P.S.: And if you want to see that this language game is being played not just in the halls of justice but in the mainstream media, see this post and this follow-up by Glen Greenwald at Salon.com . . . We don't have Terrorists in the U.S., we just have deranged 'tax protesters.' (Meaning, presumably, that we cannot torture the latter if they are captured?) Just ask the folks at Newsweek. Pretty remarkable!

Tuesday, February 16, 2010

Dick Cheney Punks Barack Obama and Eric Holder

KARL: ... waterboarding, clearly, what was your...

CHENEY: I was a big supporter of waterboarding. I was a big supporter of the enhanced interrogation techniques that...

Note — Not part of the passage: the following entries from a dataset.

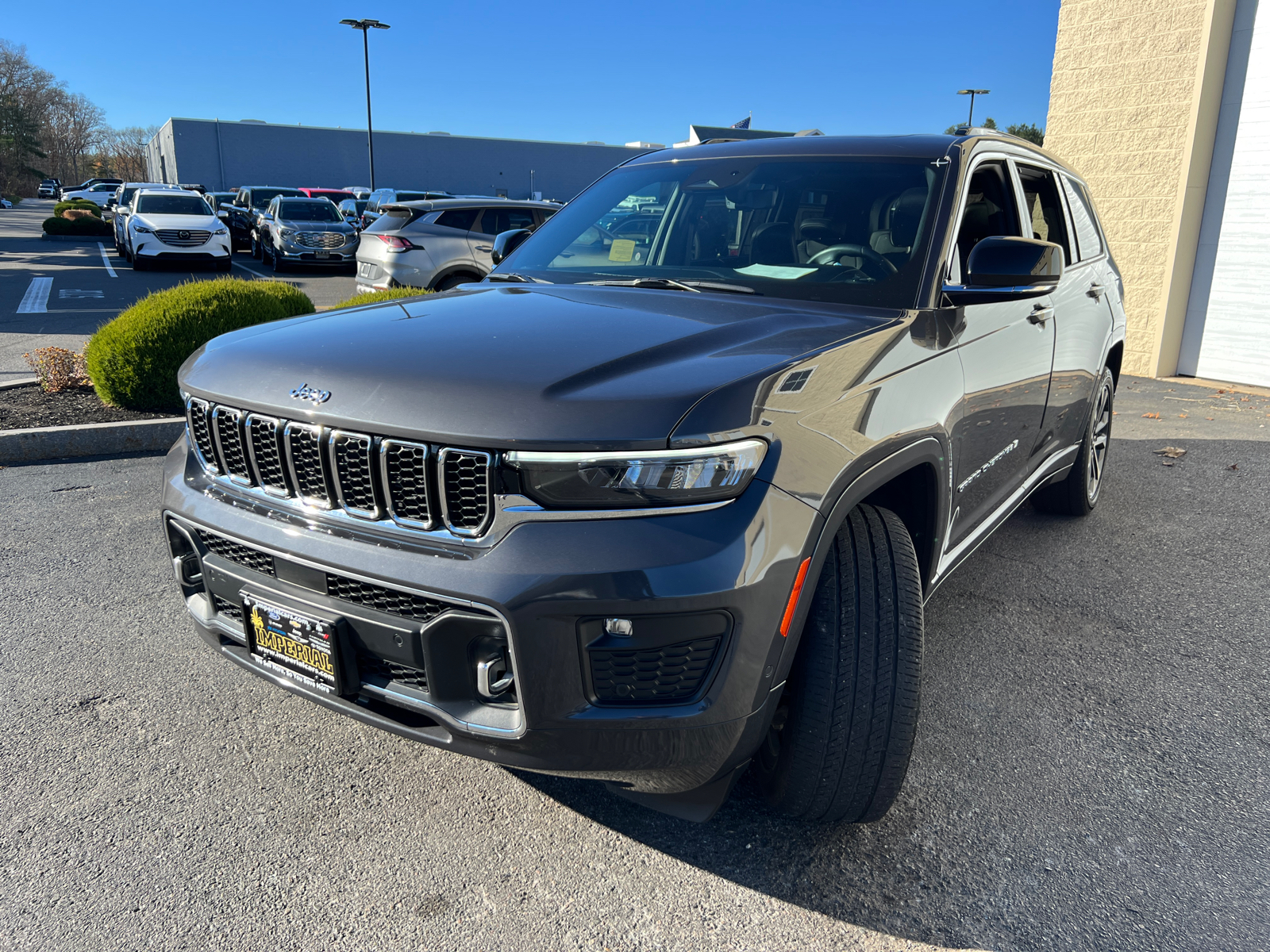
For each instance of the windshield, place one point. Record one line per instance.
(173, 205)
(260, 197)
(309, 211)
(842, 230)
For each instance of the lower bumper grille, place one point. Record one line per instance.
(656, 676)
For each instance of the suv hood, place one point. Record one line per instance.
(525, 366)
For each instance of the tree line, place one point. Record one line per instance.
(46, 131)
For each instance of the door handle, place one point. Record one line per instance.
(1041, 314)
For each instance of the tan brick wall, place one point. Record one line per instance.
(1133, 108)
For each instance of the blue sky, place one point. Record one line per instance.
(569, 71)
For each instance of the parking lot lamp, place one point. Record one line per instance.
(971, 93)
(366, 52)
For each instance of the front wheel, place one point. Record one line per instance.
(842, 735)
(1079, 492)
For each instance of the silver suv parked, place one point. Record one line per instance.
(440, 244)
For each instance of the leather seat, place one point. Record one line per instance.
(772, 243)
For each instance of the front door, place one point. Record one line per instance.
(1007, 352)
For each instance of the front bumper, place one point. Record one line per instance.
(545, 587)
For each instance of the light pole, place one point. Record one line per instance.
(971, 93)
(366, 51)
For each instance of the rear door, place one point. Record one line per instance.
(1007, 352)
(495, 221)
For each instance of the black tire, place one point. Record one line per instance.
(844, 733)
(1079, 493)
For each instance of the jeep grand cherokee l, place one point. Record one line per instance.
(654, 509)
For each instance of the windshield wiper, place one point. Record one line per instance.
(516, 277)
(672, 285)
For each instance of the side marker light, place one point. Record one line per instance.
(798, 590)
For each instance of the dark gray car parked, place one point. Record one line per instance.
(305, 232)
(660, 508)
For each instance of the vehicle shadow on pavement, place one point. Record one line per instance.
(1090, 765)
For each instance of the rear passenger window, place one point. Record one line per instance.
(499, 220)
(1043, 206)
(461, 219)
(1087, 239)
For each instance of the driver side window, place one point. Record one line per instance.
(990, 211)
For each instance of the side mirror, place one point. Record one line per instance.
(1009, 270)
(508, 241)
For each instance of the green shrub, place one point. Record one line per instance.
(374, 298)
(78, 203)
(133, 359)
(88, 226)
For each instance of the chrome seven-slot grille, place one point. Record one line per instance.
(183, 238)
(368, 478)
(321, 239)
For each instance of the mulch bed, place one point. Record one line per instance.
(23, 408)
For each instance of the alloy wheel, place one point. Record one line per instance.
(1100, 433)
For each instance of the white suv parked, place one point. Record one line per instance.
(175, 226)
(440, 244)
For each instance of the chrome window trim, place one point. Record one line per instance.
(318, 431)
(210, 466)
(489, 492)
(217, 412)
(385, 447)
(337, 435)
(256, 466)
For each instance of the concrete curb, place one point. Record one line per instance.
(79, 238)
(89, 440)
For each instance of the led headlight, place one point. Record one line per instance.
(657, 478)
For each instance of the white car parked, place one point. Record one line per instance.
(99, 194)
(175, 226)
(124, 209)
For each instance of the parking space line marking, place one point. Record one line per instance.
(106, 260)
(36, 300)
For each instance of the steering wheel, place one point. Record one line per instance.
(833, 253)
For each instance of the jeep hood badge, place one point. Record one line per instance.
(305, 393)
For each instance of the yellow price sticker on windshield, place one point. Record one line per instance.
(622, 251)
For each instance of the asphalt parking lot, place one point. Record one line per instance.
(1090, 772)
(90, 285)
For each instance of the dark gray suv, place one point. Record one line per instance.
(662, 507)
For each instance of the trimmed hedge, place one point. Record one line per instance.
(133, 359)
(78, 203)
(374, 298)
(87, 226)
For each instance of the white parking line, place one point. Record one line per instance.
(106, 260)
(36, 300)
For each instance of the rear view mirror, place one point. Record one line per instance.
(508, 241)
(1009, 270)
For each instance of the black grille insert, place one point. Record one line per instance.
(226, 424)
(381, 600)
(406, 482)
(465, 484)
(355, 482)
(308, 469)
(201, 433)
(264, 442)
(416, 678)
(654, 676)
(248, 558)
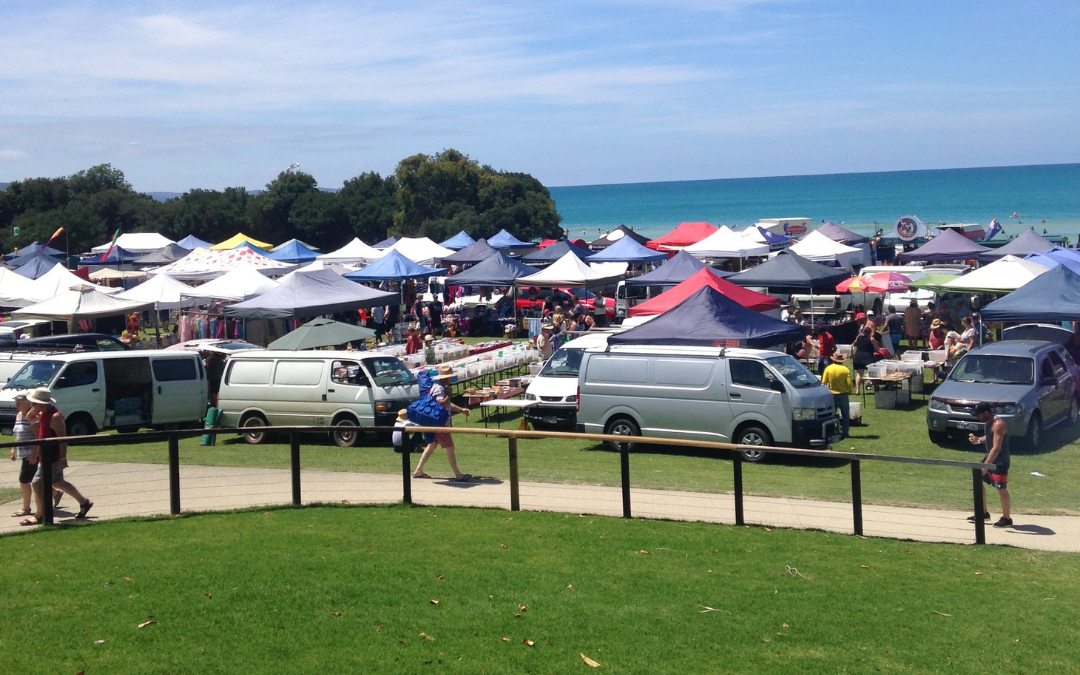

KARL: And you opposed the administration's actions of doing away with waterboarding?

CHENEY: Yes.

This past weekend on national television Dick Cheney, former Vice President of the United States, admitted to criminal activities. More specifically, he admitting to advocating torture while he was in office. This - justifiably - has gotten reliable commentators agitated - look here and here. As is usual, Glenn Greenwald has a useful take on the situation:
"In general, people who commit felonies avoid publicly confessing to having done so, and they especially avoid mocking the authorities who fail to act. One thing Dick Cheney is not is stupid, and yet he's doing exactly that. Indeed, he's gradually escalated his boasting about having done so throughout the year. Why? Because he knows there will never be any repercussions, that he will never be prosecuted no matter how blatantly he admits to these serious crimes. He's taunting the Obama administration and the DOJ: not only will I not hide or apologize, but I will proudly tout and defend my role in these crimes, because I know you will do absolutely nothing about it, even though the Attorney General and the President themselves said that the act to which I'm confessing is a felony. Does anyone doubt that Cheney's assessment is right? And isn't that, rather obviously, a monumental indictment of most everything?"